Musk denies awareness of Grok sexual underage images as California AG launchesprobe

Elon Musk stated on Wednesday that he is not aware of any naked underage images generated by his company’s AI chatbot, Grok. This denial came just hours before the California attorney general opened an investigation into xAI over the proliferation of nonconsensual sexually explicit material created by the tool.

Pressure is mounting on Musk and his companies from governments worldwide, including the United Kingdom, Europe, Malaysia, and Indonesia. This follows reports of users on X, the social media platform also owned by Musk, prompting Grok to turn photos of real women and children into sexualized images without their consent.

According to estimates from the AI detection platform Copyleaks, roughly one such image was being posted on X every minute. A separate sample of data gathered in early January found that approximately 6,700 images were generated per hour over a 24-hour period.

California Attorney General Rob Bonta said the material has been used to harass people across the internet and urged xAI to take immediate action. His office will investigate whether xAI violated state law. Several laws exist to protect targets of nonconsensual sexual imagery and child sexual abuse material. Last year, the federal Take It Down Act was signed into law, criminalizing the knowing distribution of nonconsensual intimate images and requiring platforms to remove such content within 48 hours. California also has its own series of laws signed in 2024 to crack down on sexually explicit deepfakes.

The trend of using Grok to create sexualized imagery appears to have begun near the end of the previous year. It reportedly started after some adult-content creators used the tool to generate sexualized imagery of themselves for marketing, which then led to widespread misuse.

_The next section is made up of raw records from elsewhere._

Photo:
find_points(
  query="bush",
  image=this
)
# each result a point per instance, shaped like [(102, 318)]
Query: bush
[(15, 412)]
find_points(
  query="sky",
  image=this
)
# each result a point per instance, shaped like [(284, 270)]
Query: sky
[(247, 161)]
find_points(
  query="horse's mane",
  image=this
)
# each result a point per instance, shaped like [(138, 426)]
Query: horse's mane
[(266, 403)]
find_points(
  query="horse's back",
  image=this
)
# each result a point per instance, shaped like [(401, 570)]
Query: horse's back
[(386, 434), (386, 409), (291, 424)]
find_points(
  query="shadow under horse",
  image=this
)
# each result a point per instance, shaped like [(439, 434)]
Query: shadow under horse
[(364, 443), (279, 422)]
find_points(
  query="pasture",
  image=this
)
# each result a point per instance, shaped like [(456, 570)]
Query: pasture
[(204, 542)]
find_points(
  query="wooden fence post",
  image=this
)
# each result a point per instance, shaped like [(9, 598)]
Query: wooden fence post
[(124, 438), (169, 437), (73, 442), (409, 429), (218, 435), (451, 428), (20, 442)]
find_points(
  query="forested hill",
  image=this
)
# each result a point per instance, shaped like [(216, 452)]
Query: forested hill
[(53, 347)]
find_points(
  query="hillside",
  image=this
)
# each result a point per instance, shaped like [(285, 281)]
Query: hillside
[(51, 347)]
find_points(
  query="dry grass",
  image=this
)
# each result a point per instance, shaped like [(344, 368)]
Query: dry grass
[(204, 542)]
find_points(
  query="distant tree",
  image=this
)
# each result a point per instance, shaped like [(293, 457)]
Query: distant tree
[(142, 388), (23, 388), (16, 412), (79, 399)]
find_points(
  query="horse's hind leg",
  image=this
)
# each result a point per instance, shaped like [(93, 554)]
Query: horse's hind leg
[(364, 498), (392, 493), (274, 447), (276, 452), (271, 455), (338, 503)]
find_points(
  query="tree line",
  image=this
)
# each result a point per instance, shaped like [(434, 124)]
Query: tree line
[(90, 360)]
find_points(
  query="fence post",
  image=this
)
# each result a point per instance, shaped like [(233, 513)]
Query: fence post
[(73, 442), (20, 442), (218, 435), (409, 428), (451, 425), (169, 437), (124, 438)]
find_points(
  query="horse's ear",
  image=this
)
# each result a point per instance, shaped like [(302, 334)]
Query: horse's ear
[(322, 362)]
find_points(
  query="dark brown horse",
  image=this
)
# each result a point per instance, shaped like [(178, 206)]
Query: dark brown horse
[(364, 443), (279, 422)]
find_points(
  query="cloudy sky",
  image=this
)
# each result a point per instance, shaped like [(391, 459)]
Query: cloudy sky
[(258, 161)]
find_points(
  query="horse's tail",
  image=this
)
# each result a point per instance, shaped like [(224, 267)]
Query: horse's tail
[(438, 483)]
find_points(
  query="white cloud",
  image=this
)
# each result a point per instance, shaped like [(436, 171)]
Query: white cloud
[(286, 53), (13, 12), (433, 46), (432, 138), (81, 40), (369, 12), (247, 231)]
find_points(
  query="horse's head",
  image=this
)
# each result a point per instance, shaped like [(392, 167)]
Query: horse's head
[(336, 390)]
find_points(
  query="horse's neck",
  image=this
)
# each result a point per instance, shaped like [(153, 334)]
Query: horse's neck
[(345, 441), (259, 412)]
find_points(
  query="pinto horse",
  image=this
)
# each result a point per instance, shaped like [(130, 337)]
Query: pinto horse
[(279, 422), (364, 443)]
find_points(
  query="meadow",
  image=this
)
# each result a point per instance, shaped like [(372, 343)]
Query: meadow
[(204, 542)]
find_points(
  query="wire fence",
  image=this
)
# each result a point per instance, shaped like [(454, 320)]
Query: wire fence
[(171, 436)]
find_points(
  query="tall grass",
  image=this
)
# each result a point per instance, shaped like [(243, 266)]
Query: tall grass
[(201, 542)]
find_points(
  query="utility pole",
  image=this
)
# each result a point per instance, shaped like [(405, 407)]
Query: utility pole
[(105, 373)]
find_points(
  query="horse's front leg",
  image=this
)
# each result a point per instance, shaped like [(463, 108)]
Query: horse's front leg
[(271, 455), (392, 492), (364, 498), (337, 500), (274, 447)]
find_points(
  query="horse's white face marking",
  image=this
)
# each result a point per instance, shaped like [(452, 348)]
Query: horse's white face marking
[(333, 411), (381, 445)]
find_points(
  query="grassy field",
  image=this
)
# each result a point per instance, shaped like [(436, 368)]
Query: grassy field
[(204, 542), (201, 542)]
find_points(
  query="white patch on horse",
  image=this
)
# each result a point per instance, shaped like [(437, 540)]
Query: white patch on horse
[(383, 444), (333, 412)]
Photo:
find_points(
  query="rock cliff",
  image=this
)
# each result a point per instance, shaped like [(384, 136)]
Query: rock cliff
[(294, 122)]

In several public cases, Grok was used to alter real photos of women, including well-known figures like actress Millie Bobby Brown, by changing clothing or physical features in overtly sexual ways.

In response to the controversy, xAI has reportedly begun implementing safeguards. Grok now requires a premium subscription to fulfill certain image-generation requests, and even then may not generate the requested image or may produce a more generic version. According to April Kozen of Copyleaks, Grok appears more permissive with adult content creators, and the company’s overall approach suggests it is experimenting with multiple mechanisms to control problematic image generation, though inconsistencies remain.

Neither xAI nor Musk has directly addressed the core problem. A few days after the reports emerged, Musk appeared to make light of the issue by asking Grok to generate an image of himself in a bikini. In a statement, X’s safety account said the company takes action against illegal content, including child sexual abuse material, but did not specifically address Grok’s role in creating sexualized manipulated imagery of women.

In his recent post, Musk narrowly focused on the absence of naked underage images, stating he was aware of “literally zero.” Legal expert Michael Goodyear suggested Musk likely focused on child sexual abuse material because the penalties for it are greater than for nonconsensual adult imagery. Musk’s post characterized the incidents as uncommon, attributing them to user requests or adversarial hacking, and presented them as technical bugs to be fixed, without acknowledging potential shortcomings in Grok’s safety design.

The California attorney general is not the only regulator taking action. Indonesia and Malaysia have both temporarily blocked access to Grok. India has demanded that X make immediate technical changes to the chatbot. The European Commission has ordered xAI to retain all documents related to Grok, a precursor to a potential investigation. The United Kingdom’s online safety watchdog, Ofcom, has also opened a formal investigation under the U.K. Online Safety Act.

This is not the first time Grok has faced criticism for sexualized imagery. As noted by Attorney General Bonta, Grok includes a “spicy mode” designed to generate explicit content. An update in October made it easier to bypass safety guidelines, resulting in users creating hardcore pornography and graphic violent sexual images. Many of these images have been of AI-generated people, which some may find less harmful than manipulated images of real individuals.

Copyleaks co-founder Alon Yamin emphasized the immediate and personal impact when AI systems allow the manipulation of real people’s images without consent. He stated that with the rapid rise in AI capabilities for manipulated media, detection and governance tools are needed now more than ever to help prevent misuse.